Her name is Rose, Rose Everhart.. how fitting. It seemed right. Like all roses she was beautiful, and I bet she has some serious thorns. She didn't seem innocent by any means, she didn't present like a coward or a child. She could bark and bite. But she was no dog. She was a... I'll let her speak for herself. I feel like a creep, my eyes wander her way whenever I have nothing to do, and I don't necessarily make conversation. I guess I was afraid of myself; how much of a fool could I make of myself before she... Well shit, she has a boyfriend. Well it's not like I said anything to her anyway, and I'm glad the hope was shattered prior to being something much more than hope. What did I truly expect? Someone that.. perfect, I wish I talked to her at least.. I find myself falling into dismay, why am I so afraid of trying?

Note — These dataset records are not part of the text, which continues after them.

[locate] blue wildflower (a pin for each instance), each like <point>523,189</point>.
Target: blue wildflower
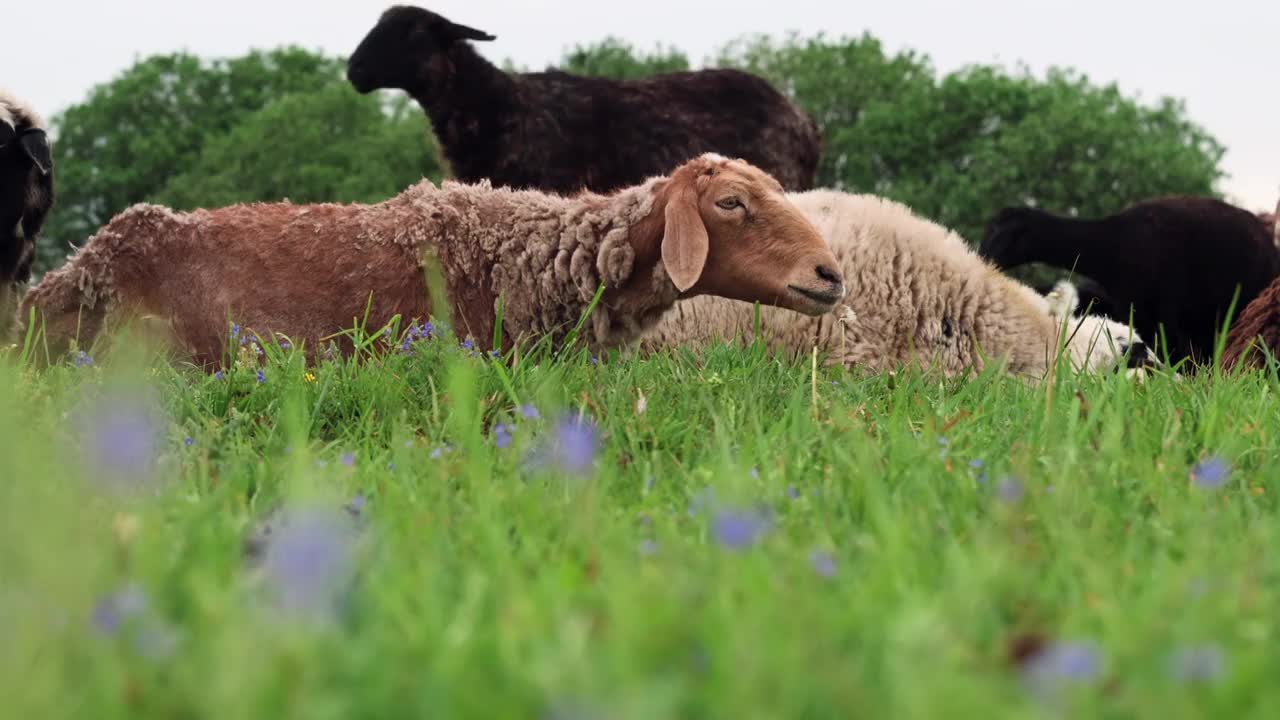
<point>309,561</point>
<point>737,529</point>
<point>1078,661</point>
<point>1211,473</point>
<point>823,563</point>
<point>1198,664</point>
<point>501,436</point>
<point>119,607</point>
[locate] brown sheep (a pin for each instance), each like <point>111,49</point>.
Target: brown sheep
<point>1258,326</point>
<point>307,270</point>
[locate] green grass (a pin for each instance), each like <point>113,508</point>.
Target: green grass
<point>485,588</point>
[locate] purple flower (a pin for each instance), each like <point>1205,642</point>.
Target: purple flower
<point>1211,473</point>
<point>120,437</point>
<point>1198,664</point>
<point>501,436</point>
<point>1010,490</point>
<point>572,447</point>
<point>737,529</point>
<point>309,561</point>
<point>823,563</point>
<point>1078,661</point>
<point>118,607</point>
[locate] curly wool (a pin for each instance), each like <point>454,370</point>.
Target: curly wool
<point>542,255</point>
<point>917,295</point>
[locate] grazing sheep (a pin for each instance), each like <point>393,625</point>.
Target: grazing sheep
<point>307,270</point>
<point>26,196</point>
<point>1176,261</point>
<point>1258,327</point>
<point>915,294</point>
<point>561,132</point>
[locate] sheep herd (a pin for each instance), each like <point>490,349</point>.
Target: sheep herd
<point>663,209</point>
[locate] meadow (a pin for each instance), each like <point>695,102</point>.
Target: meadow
<point>428,532</point>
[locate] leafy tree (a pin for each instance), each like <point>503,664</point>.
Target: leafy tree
<point>960,146</point>
<point>328,145</point>
<point>131,135</point>
<point>620,60</point>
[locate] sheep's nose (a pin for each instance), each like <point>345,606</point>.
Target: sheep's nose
<point>828,274</point>
<point>1138,356</point>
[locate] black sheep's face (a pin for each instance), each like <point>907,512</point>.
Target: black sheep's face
<point>406,50</point>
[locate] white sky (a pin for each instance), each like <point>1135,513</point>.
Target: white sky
<point>1223,58</point>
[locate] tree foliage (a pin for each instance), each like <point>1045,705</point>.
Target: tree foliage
<point>958,146</point>
<point>328,145</point>
<point>618,59</point>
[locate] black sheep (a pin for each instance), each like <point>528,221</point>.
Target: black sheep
<point>1176,261</point>
<point>560,132</point>
<point>26,188</point>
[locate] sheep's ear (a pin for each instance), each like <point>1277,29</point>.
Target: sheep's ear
<point>684,241</point>
<point>36,145</point>
<point>453,32</point>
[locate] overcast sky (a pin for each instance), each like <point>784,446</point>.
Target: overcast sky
<point>1223,58</point>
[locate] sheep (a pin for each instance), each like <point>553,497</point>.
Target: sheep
<point>1175,261</point>
<point>26,196</point>
<point>714,226</point>
<point>1258,326</point>
<point>560,132</point>
<point>917,294</point>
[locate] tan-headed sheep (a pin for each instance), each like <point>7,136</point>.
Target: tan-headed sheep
<point>915,294</point>
<point>307,270</point>
<point>26,196</point>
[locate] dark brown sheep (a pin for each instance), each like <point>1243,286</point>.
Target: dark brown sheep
<point>307,272</point>
<point>561,132</point>
<point>1257,331</point>
<point>26,196</point>
<point>1175,261</point>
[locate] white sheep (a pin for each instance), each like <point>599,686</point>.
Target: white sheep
<point>309,270</point>
<point>26,195</point>
<point>915,294</point>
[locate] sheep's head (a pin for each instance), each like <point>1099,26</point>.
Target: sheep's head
<point>407,49</point>
<point>731,231</point>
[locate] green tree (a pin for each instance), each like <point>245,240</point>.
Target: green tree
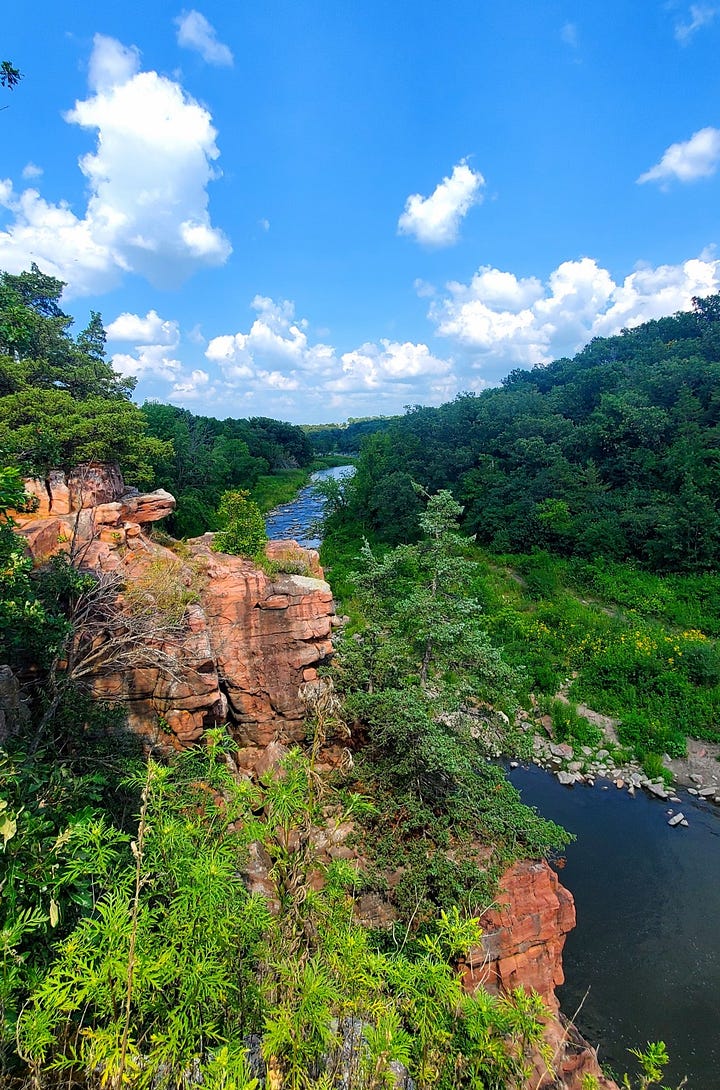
<point>10,76</point>
<point>243,527</point>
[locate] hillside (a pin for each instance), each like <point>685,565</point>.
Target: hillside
<point>613,452</point>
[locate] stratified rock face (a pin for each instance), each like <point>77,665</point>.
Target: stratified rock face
<point>267,637</point>
<point>13,710</point>
<point>523,937</point>
<point>522,944</point>
<point>246,645</point>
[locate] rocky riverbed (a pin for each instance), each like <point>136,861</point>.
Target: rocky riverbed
<point>607,764</point>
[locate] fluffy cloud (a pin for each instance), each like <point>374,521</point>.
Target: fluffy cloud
<point>697,157</point>
<point>147,210</point>
<point>700,14</point>
<point>156,341</point>
<point>149,329</point>
<point>436,220</point>
<point>277,354</point>
<point>500,321</point>
<point>194,32</point>
<point>194,386</point>
<point>569,35</point>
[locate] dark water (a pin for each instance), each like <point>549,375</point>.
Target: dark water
<point>647,942</point>
<point>299,520</point>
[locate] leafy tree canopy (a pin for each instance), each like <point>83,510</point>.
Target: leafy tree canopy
<point>61,402</point>
<point>613,452</point>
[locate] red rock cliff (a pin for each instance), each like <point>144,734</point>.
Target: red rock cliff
<point>246,644</point>
<point>523,939</point>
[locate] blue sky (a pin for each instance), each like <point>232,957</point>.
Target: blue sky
<point>316,210</point>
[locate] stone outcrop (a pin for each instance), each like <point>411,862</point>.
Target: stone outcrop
<point>247,643</point>
<point>523,937</point>
<point>13,710</point>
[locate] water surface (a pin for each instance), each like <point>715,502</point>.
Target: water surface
<point>647,942</point>
<point>300,519</point>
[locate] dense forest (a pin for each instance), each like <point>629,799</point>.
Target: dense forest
<point>132,953</point>
<point>207,457</point>
<point>614,452</point>
<point>345,438</point>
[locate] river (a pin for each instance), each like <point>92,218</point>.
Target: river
<point>299,520</point>
<point>647,942</point>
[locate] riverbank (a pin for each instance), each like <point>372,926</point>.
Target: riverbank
<point>283,486</point>
<point>575,763</point>
<point>643,963</point>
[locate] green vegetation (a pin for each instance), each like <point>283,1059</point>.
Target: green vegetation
<point>419,677</point>
<point>611,453</point>
<point>61,403</point>
<point>348,438</point>
<point>243,527</point>
<point>132,949</point>
<point>590,487</point>
<point>207,457</point>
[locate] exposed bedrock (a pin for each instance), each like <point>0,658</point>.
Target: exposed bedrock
<point>246,644</point>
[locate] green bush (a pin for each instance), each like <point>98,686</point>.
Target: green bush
<point>243,527</point>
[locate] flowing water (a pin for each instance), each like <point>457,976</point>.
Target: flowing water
<point>647,942</point>
<point>299,520</point>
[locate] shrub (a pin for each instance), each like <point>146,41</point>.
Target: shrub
<point>243,528</point>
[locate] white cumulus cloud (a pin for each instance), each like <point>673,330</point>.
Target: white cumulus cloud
<point>697,157</point>
<point>700,14</point>
<point>436,220</point>
<point>194,32</point>
<point>499,321</point>
<point>147,210</point>
<point>149,329</point>
<point>277,358</point>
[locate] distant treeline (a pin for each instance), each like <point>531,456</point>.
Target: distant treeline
<point>62,403</point>
<point>209,456</point>
<point>614,452</point>
<point>345,438</point>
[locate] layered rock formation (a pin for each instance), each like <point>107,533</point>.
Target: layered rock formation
<point>247,641</point>
<point>246,645</point>
<point>523,939</point>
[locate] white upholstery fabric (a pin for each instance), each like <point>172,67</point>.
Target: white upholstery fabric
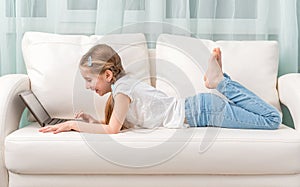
<point>252,63</point>
<point>289,94</point>
<point>52,64</point>
<point>199,156</point>
<point>18,180</point>
<point>11,108</point>
<point>232,151</point>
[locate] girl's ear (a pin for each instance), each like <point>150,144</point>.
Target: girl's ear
<point>108,75</point>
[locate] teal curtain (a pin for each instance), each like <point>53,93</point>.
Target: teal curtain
<point>209,19</point>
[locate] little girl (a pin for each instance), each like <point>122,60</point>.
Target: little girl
<point>128,104</point>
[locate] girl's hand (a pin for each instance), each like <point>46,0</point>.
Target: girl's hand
<point>61,127</point>
<point>85,117</point>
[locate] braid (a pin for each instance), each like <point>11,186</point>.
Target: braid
<point>103,58</point>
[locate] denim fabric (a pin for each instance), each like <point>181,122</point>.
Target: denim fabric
<point>243,109</point>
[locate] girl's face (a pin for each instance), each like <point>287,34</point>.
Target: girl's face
<point>98,83</point>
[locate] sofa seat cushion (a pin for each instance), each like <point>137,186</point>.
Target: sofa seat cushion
<point>52,63</point>
<point>157,151</point>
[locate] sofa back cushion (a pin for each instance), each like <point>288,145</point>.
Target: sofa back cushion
<point>52,63</point>
<point>252,63</point>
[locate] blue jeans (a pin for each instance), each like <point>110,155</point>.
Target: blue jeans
<point>244,109</point>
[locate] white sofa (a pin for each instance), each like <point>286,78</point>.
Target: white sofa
<point>205,156</point>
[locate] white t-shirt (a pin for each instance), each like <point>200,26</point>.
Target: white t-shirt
<point>149,107</point>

Nobody's Guide to Never Being Disappointed! Step One: No Expectations! Step Two: No Hope! Step Three: Repeat step one and two forever.

A life without disappointed isn't much of a life now is it? But what is a life filled with pain? A good life. Without feelings, how would life be defined. Nick Aryes was the name I was given when I was brought into this world. I was born with blonde curly hair and I never really got into outside activities; my hair eventually straightened out and darkened to a dark oak brown. It used to be short all the time, my parents would never let me grow it out but, now that I'm older it's managed to reach my shoulders. My eyes are a storm cloud blue, and for some reason people like to compliment them quite often. Not really sure how to reply to compliments though.. "thanks, your shoes... are they new?" No matter how nice or mean people are; things always seem to feed the disease that I've embodied. I can't seem to help myself, and I won't let anyone else try. I wish I was someone else. Not much left to say.